The crux of the issue is that Rich Hill wants us to see these people as humans rather than losers, but constantly highlights the repeated mistakes they all make. These characters could be seen as sympathetic characters, failures of the system, or victims of their own devices. Rich Hill wants to be a Frederick Wiseman-style fly-on-the-wall documentary, but the choice of subjects and inability to engage them causes it to be closer to Gummo.
Godard has two quotes, “Film is truth at 24 frames per second” and “Every edit is a lie.” With documentaries, these two concepts get placed in sharp focus. The mere presence of the camera changes a person, and every edit in a documentary sells the filmmaker’s truth. In Rich Hill, the camera takes on a secondary presence; the kids start talking to and at the camera, pontificating on their life in a sort of documentary-induced performance. As the camera changes reality, there are a hell of a lot of edits leaving out a whole hell of a lot of contexts.

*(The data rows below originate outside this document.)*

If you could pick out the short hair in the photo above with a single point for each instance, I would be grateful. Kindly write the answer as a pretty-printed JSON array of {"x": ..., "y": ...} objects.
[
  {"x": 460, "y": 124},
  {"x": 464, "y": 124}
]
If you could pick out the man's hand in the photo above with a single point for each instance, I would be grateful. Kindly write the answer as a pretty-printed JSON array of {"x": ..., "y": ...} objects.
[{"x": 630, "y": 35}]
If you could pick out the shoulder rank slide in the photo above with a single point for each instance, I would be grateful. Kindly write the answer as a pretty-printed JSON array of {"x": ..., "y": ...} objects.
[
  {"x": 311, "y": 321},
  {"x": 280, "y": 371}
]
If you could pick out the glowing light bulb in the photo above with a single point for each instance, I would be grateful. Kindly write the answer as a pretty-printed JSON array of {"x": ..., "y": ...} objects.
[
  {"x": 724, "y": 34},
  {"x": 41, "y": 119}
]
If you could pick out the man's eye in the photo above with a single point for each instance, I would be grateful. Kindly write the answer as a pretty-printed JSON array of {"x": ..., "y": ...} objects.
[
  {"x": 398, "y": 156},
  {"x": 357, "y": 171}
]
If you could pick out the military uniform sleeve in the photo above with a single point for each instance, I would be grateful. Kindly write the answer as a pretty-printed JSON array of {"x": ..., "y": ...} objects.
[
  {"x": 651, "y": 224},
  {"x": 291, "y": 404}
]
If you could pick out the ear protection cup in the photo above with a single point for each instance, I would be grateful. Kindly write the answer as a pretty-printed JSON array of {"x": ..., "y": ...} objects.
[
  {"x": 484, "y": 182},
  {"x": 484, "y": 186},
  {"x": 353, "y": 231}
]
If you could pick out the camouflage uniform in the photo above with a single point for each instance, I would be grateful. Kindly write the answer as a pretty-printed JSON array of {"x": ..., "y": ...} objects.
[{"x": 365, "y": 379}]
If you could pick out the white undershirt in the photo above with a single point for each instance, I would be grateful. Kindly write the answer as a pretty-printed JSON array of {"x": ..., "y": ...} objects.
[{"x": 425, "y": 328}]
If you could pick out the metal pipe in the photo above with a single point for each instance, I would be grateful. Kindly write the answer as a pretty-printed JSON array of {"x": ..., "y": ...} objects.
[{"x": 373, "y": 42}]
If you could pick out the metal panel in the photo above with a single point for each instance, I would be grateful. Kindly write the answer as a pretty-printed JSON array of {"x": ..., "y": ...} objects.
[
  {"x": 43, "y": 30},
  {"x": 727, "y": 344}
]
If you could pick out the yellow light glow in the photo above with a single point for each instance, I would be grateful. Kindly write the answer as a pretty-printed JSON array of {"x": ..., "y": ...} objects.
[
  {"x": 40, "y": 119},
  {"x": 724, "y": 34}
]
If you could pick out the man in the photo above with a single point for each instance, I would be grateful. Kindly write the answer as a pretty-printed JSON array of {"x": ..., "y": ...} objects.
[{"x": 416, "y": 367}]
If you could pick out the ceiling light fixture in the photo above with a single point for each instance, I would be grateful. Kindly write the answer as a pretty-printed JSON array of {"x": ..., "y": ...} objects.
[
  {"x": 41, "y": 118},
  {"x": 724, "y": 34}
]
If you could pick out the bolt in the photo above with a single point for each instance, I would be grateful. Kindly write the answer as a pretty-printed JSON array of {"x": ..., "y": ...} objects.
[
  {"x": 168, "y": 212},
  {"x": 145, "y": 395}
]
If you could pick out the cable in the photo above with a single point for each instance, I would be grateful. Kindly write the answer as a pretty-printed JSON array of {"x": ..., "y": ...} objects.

The remaining product is a necessary look at an aspect of modern life that people frequently want left under the rug. But, by shining the light without external contexts, the filmmakers gives anybody the right to use these stories however they want. These stories could become empathetic “consider the children” pleas for better schooling and health care, or bootstrappy “they do it to themselves” arguments to take away social welfare. By pointedly eschewing either of these paths, Rich Hill ends up being a perverted and voyeuristic look into the lives of three kids struggling with the hands they’ve been dealt. This is poverty porn at its most vacant.